Morning sickness can be one of the first signs of pregnancy. For some women, it is just a touch of nausea at the start of the day, and for others, morning sickness means hugging the porcelain throne every morning. Some unlucky women have morning sickness that starts first thing in the morning, and just keeps going all day long, into the night, and right up until they go to bed. As you will often hear, every pregnancy is different. I had the type of morning sickness with my first five pregnancies that required me to get up, immediately throw up, and then proceed forward with my day. That was easy enough.
With my youngest child, things were completely different all around, and one of those differences was that my morning sickness was relentless. It lasted all day, and instead of disappearing at 12 weeks as my morning sickness had with all of my other pregnancies, this all day long sickness went on until I was 26 weeks pregnant. Not only was there constant nausea, but there was barfing, and a lot of it. The need to throw up would hit in an instant, set off by a smell, or a change in barometric pressure, or Lord knows what, but when it came on, I had little time to act. That meant a lot of public vomiting, beside roads, in flower beds, or into any suitable, nearby receptacle.
People who ate a lot of garlic would send me running straight to the toilet. One whiff of garlic breath could ruin an entire day, and possibly a good friendship. Try as I might to explain that it was nothing personal, some people just seem to take offense to unintentionally provoking vomiting with a simple, stinky, "hello," and become even less hospitable when told, after the first trip to the loo to wretch, that you really cannot come near them, or you will be back in the bathroom barfing again in a heart beat. Bad morning sickness is no fun for anyone.
Imagine being invited to someone's home for dinner, walking in the door, smelling the aroma of whatever is cooking, and having to run to the powder room before even removing your coat. It quickly becomes a drag. Once the first trimester passes, most will expect the morning sickness to end for you.

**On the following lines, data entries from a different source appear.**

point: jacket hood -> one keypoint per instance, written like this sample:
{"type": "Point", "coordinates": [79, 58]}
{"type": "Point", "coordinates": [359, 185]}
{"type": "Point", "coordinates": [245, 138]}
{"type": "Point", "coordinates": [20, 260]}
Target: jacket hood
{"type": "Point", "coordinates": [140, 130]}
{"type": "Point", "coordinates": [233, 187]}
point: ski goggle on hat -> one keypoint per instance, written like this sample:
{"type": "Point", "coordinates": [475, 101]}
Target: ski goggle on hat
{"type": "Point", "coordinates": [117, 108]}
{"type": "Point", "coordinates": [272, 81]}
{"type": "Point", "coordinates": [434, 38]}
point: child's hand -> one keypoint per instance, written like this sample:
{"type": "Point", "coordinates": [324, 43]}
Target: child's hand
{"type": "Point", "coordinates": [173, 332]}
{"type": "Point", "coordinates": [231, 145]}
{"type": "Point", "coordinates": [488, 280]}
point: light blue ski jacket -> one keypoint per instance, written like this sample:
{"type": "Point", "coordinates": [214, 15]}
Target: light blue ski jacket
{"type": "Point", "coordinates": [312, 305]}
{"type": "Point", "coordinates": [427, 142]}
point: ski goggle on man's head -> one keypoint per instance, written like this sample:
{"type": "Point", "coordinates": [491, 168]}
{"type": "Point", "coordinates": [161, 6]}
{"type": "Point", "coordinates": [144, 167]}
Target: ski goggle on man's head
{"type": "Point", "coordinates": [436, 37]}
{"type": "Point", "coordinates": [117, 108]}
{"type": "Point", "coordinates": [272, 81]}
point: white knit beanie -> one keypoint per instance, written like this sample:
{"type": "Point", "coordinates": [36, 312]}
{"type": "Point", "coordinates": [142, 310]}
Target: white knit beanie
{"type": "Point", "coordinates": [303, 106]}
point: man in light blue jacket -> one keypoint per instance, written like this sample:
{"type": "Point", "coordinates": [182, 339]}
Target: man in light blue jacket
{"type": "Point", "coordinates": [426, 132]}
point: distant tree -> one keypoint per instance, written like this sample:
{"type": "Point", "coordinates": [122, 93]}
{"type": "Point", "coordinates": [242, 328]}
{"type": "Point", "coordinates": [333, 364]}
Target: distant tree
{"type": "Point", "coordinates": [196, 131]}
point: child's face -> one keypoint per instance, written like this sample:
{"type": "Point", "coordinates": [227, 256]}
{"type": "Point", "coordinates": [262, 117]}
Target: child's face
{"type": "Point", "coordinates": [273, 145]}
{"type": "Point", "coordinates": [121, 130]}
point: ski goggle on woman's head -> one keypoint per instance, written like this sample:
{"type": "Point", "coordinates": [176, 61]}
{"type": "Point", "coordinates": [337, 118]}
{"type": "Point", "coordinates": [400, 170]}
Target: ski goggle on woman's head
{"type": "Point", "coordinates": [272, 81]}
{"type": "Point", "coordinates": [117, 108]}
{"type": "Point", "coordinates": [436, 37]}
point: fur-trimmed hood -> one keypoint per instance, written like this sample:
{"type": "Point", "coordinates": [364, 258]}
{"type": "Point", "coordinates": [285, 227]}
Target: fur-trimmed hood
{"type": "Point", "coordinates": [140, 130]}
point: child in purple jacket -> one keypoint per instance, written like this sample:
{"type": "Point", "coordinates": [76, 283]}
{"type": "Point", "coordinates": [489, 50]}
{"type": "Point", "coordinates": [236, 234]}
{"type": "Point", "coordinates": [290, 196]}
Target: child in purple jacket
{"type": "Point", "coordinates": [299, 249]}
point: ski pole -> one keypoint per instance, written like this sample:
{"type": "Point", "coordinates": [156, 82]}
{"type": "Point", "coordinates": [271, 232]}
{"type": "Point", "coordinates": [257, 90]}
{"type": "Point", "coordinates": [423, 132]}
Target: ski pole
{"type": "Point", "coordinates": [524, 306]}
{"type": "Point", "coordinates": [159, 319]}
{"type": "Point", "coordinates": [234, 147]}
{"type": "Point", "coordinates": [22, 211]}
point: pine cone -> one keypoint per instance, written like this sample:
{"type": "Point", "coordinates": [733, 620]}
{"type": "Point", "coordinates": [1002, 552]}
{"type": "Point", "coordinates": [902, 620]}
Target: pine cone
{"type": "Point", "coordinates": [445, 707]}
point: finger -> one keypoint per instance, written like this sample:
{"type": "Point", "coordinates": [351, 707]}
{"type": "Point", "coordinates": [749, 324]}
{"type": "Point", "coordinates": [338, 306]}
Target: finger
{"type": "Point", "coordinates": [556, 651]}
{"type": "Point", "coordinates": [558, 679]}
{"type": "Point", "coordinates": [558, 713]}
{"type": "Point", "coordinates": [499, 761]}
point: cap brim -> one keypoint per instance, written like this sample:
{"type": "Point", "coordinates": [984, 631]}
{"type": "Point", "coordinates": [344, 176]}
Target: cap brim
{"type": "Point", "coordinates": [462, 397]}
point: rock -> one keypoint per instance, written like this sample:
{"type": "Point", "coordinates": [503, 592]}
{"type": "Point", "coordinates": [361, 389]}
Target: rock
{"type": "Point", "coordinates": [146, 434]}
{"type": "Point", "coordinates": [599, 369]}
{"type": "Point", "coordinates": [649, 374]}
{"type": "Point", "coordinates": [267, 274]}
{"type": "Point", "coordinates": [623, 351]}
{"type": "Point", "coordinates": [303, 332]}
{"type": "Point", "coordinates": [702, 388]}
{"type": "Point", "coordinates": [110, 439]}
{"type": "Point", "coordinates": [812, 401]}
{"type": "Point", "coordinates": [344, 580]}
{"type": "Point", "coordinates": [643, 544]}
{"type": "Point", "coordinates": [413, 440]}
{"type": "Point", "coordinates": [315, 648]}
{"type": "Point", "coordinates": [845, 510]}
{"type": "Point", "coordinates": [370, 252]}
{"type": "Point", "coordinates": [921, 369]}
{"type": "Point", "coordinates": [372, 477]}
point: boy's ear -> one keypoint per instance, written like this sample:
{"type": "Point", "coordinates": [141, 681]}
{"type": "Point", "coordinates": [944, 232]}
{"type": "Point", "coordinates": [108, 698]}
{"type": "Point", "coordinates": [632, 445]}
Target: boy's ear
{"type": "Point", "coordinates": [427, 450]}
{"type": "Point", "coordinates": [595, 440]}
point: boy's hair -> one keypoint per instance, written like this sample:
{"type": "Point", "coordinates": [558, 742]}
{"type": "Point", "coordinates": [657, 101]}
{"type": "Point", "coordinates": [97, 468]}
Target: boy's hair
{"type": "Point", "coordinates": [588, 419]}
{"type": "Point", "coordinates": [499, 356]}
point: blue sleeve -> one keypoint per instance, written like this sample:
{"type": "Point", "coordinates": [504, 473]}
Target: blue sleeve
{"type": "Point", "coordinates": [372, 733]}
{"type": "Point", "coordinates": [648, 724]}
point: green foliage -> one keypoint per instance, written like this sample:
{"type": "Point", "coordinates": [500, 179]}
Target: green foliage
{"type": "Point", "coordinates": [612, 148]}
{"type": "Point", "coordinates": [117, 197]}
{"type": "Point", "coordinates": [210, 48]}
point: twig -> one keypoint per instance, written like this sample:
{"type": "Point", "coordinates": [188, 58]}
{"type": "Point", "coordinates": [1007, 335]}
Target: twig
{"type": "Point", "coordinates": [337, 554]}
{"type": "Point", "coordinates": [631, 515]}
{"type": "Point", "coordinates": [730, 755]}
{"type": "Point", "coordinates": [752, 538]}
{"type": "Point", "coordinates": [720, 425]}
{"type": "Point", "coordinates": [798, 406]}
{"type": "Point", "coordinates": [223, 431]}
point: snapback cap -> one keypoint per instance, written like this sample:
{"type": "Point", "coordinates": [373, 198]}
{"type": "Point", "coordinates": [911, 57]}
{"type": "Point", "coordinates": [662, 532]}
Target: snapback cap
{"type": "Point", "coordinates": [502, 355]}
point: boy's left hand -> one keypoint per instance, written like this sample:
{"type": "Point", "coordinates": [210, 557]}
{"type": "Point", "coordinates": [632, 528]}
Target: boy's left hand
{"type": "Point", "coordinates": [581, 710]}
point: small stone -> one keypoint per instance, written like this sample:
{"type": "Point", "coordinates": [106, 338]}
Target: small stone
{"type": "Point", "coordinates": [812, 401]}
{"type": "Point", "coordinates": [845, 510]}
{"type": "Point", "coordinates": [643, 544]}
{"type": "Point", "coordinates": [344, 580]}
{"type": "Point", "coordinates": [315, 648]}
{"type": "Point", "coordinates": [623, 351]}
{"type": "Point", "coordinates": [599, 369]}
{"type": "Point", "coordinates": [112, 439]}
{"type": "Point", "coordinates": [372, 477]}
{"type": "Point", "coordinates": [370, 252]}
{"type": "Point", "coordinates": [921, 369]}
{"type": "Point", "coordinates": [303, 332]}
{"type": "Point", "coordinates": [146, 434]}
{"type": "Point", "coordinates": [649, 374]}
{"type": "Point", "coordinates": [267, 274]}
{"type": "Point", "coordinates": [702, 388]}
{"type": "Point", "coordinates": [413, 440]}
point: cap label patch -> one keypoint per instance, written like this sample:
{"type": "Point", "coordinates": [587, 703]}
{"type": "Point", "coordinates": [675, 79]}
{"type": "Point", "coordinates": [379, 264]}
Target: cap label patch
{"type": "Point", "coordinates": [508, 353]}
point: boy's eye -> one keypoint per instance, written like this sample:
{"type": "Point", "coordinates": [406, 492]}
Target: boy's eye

That's what everyone is hoping for, but when it doesn't happen, then you have to add apologizing for still having a sensitive tummy passed the prescribed norm to all who have to witness the continued cookie tossing.
As inconvenient as never ending morning sickness can be, it can also mean that you do not gain weight, or you may become dehydrated. One day I went to my doctor as I was going through a particularly rough period of days were nothing was staying down, and I felt miserable. As usual, I was asked to pee in a cup, and when my doctor saw the small sample that I had been able to provide, she likened the color of it to really strong iced tea, then hooked me up to an I.V. and gave me a whole liter of fluids, which perked me up immensely. This happened more than once.
So, how did I survive the morning sickness from hell? First of all, I stayed in bed a lot. If I was laying down, I usually felt a whole lot better. I also was forced to become very honest about certain things with certain people. I had to ask the co-worker who ate raw garlic every morning for her health to please, oh please, cease and desist from that behavior on the days that she would be seeing me at 7 a.m. She was kind enough to agree. I ate tiny portions of what did seem remotely appealing, and I took to drinking sport drinks to try to maintain hydration, and calorie supplement drinks to try to get some protein and calories into my body. I also napped a lot and I never left home without something to barf into.
It did end. The all day morning sickness did eventually end. And as predicted, I did finally gain weight, right up to where I probably would had I not been sick for two-thirds of my pregnancy. It is all a dim memory now, and the child ended up being my biggest baby of the seven. All day morning sickness is one of those "This too shall pass," things, though while you are in the midst of it, that is hard to believe, especially when you cannot pass a restroom without stopping to make another deposit. It will pass. Trust me, it will pass.